- 1 kg Mutton (with bones)
- 4 Onions, finely chopped
- 12 – 14 Red chilies (deseed if you want it less fiery)
- 3 tbsp Coriander seeds
- 2 tbsp Cumin seeds
- 3 tbsp Garlic, crushed
- 2 tbsp Ginger, grated
- 1/2 cup Curd (should be sour)
- 1 cup Mustard oil
- Salt, to taste
- 5 pods, Cardamom
- 1 Tbsp, whole Black Pepper
- 3-4 strands Mace
- 2 pods black Cardamom
- 1″ Cinnamon stick
- Coriander leaves, chopped, for garnish
- red Chillies, whole, for garnish
- Dry roast 12-14 whole red chilies, coriander seeds and cumin seeds. Once roasted grind them together to make a fine powder.

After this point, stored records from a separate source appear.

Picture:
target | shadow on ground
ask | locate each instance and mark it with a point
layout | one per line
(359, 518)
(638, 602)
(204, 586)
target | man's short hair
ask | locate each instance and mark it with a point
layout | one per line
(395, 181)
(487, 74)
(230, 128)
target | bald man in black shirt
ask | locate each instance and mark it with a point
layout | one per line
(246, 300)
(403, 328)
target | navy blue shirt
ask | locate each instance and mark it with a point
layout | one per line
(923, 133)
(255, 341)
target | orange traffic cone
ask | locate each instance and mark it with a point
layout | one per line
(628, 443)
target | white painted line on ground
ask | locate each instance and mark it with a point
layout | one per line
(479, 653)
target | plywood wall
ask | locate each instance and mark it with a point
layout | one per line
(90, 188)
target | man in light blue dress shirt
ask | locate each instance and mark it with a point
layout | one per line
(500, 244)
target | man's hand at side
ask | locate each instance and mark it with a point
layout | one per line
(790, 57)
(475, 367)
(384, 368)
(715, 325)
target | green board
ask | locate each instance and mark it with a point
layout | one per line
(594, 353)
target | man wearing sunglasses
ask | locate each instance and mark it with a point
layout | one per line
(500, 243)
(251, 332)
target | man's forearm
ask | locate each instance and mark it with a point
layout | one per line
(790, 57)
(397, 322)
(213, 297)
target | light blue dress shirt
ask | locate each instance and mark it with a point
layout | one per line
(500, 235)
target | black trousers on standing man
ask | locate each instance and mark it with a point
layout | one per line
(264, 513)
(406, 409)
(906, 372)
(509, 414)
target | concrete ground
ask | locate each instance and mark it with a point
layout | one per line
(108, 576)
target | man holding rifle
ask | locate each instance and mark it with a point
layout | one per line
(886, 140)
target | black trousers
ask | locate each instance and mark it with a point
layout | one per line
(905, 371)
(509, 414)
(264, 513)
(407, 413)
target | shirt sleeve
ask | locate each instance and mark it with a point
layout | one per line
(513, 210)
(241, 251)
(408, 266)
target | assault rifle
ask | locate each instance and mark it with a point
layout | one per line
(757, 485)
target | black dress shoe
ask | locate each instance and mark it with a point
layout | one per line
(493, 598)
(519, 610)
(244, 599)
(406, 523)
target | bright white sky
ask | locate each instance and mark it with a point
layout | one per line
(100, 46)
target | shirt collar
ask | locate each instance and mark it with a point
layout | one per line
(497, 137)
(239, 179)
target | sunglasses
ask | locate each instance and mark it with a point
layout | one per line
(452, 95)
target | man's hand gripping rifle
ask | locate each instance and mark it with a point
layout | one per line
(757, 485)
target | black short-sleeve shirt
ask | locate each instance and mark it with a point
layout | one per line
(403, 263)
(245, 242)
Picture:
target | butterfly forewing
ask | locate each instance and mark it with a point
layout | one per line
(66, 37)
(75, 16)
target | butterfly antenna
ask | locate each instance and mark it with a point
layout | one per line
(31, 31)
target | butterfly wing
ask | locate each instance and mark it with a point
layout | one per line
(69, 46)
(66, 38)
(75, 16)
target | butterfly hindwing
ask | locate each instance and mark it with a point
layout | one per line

- Heat most of the mustard oil in a pressure pan, after it smokes reduce the heat and add garlic and ginger. Fry for a few seconds and add the mutton.
- After the mutton browns, add salt and curd and keep frying till all the curd gets absorbed and the oil starts leaving the sides.
- While the mutton is browning, in a separate pan, heat the remaining mustard oil, add cardamoms, cinnamon, whole pepper, and mace. Stir for a few seconds and add the onions and fry till they brown.
- After the mutton has browned, and all the water has evaporated, add the red chilli, coriander, cumin powder mix to it and fry till it becomes fragrant. Add the browned onions and keep frying for about 2-4 minutes on low heat.
- Add about 2 cups of water, shut the lid of the pressure pan and allow the mutton to cook for about 20 minutes after the first whistle. Turn off the gas and allow the pressure to drop on it’s own.
- Open the pressure pan, carefully remove the mutton pieces and keep aside. Strain the gravy and remove the khada masala (cardamoms, peppercorns, cinnamon stick). Run the thick paste through the mixer and strain it further. Straining the gravy this way gets rid of the whole spices and keeps the essence and flavours intact.
- Put the pressure pan back on the stove, add the mutton pieces and the strained gravy to it. Taste for salt and adjust. Allow the mutton to cook on low heat till it becomes very tender. Adjust the consistency of the gravy by adding warm water if needed.
- After the mutton is cooked, remove the mutton and the red gravy in a bowl and garnish with chopped coriander and whole red chilies.
- Serve with hot Bajra roti or wheat rotis. It also tastes good with steamed rice.
- Traditionally, laal maas was made with wild game meat, such as boar or deer and chilies were used to veil the gamey odour of the meat. It was a favourite among the royals. While the spicy flavour has remained intact now the meat used is tender mutton.
- Traditionally, a fruit called Kachari is used which not only tenderises the meat but also gives a tang to the dish, but since it’s available only in some parts of India (Madhya pradesh and Rajasthan) sour curd is a good substitute for Kachari.